Much later, UTF-8 was introduced as a hack to make non-Unicode aware APIs (i.e. APIs which are incompatible with both UTF-16 and UTF-32, usually because they assumed "no embedded nulls") handle Unicode transparently, or at least in a way that was not entirely wrong. The alternative would have been to introduce wchar_t versions of the entire POSIX API, which would have sucked (and is exactly what Windows ended up doing for backcompat with "ANSI" programs).

to post comments

A filesystem for namespaces

Posted Dec 6, 2021 7:14 UTC (Mon) by Cyberax (✭ supporter ✭, #52523) [Link]

> As I understand the history here, UTF-8 did not exist at this point.
UTF-1 did exist, and it was backwards (though not forwards) compatible with ASCII.

Pretty much the first major adopter of Unicode was NT. And at that time they simply didn't have anybody fluent in Chinese on the team, who would point out that there's no way in hell 2^16 characters are going to be enough.

There was not that much discussion about Unicode at that time at all, you can try searching comp.* hierarchy and barely anything comes up. So it's no wonder that the NT development team decided to go with 16-bit encoding. And the rest was history.

A filesystem for namespaces

Posted Dec 6, 2021 19:07 UTC (Mon) by mpr22 (subscriber, #60784) [Link] (3 responses)

> Much later, UTF-8 was introduced

Plan 9 adopted UTF-8 in 1992. (Ken Thompson invented it in a New Jersey diner placemat in September and added it to Plan 9 the next day.)

Windows NT 3.1 (which used UCS-2 but didn't properly support it) was released in 1993.

JDK Beta was released in 1995.

UTF-16 was introduced to support Unicode 2.0, which was published in 1996.

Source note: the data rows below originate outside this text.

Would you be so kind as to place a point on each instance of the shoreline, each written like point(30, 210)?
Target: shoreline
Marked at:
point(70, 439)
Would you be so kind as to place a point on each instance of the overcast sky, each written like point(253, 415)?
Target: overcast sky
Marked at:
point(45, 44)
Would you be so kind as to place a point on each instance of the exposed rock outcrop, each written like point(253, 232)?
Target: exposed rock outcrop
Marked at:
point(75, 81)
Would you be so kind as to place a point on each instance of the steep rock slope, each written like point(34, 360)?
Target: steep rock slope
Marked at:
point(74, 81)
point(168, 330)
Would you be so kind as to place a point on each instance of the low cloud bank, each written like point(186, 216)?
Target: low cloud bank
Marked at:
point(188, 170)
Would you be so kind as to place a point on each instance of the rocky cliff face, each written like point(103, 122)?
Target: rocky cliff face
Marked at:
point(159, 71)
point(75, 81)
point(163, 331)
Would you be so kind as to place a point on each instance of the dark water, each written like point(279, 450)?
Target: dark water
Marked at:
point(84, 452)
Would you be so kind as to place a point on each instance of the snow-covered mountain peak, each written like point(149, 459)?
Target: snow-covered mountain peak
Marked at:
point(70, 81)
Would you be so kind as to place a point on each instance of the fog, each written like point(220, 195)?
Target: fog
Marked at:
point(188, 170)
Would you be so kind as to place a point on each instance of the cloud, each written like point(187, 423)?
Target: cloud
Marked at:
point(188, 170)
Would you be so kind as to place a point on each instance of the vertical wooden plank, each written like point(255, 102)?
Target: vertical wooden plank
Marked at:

A filesystem for namespaces

Posted Dec 6, 2021 19:30 UTC (Mon) by NYKevin (subscriber, #129325) [Link] (1 responses)

You see, this is what happens when you base your entire knowledge of history on oral tradition and random articles on Hacker News: You get all the dates wrong and your version of events is completely incorrect. Sorry for posting misinformation.

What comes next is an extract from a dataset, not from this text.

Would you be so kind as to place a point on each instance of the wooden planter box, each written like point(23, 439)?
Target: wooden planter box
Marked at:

A filesystem for namespaces

Posted Dec 7, 2021 19:06 UTC (Tue) by atnot (guest, #124910) [Link]

I don't think it has to be wrong. Just that something was introduced at some point doesn't mean it was actually widely used.

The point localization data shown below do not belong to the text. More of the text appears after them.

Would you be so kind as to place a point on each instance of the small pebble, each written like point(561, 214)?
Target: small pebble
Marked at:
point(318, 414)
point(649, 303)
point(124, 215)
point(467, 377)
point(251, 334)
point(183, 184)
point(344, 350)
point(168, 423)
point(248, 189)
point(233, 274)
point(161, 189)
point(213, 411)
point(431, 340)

Although I suspect that old code that assumed a fixed length encoding was probably a big factor, considering that is still a leading reason for poor unicode support today.

A filesystem for namespaces

Posted Dec 9, 2021 11:02 UTC (Thu) by Karellen (subscriber, #67644) [Link]

Windows NT 3.1 (which used UCS-2 but didn't properly support it) was released in 1993.

But NT development, which is where core unicode-everywhere support was first implemented, started in 1989. Even though an NT product hadn't been released yet, they were 3 years into development using UCS-2 before UTF-8 was invented - and there was no guarantee that it would end up being the winner at the time. Even most Linux distros, with 8-bit char string APIs in the kernel, were still primarily using language-specific character encodings until the 2000s.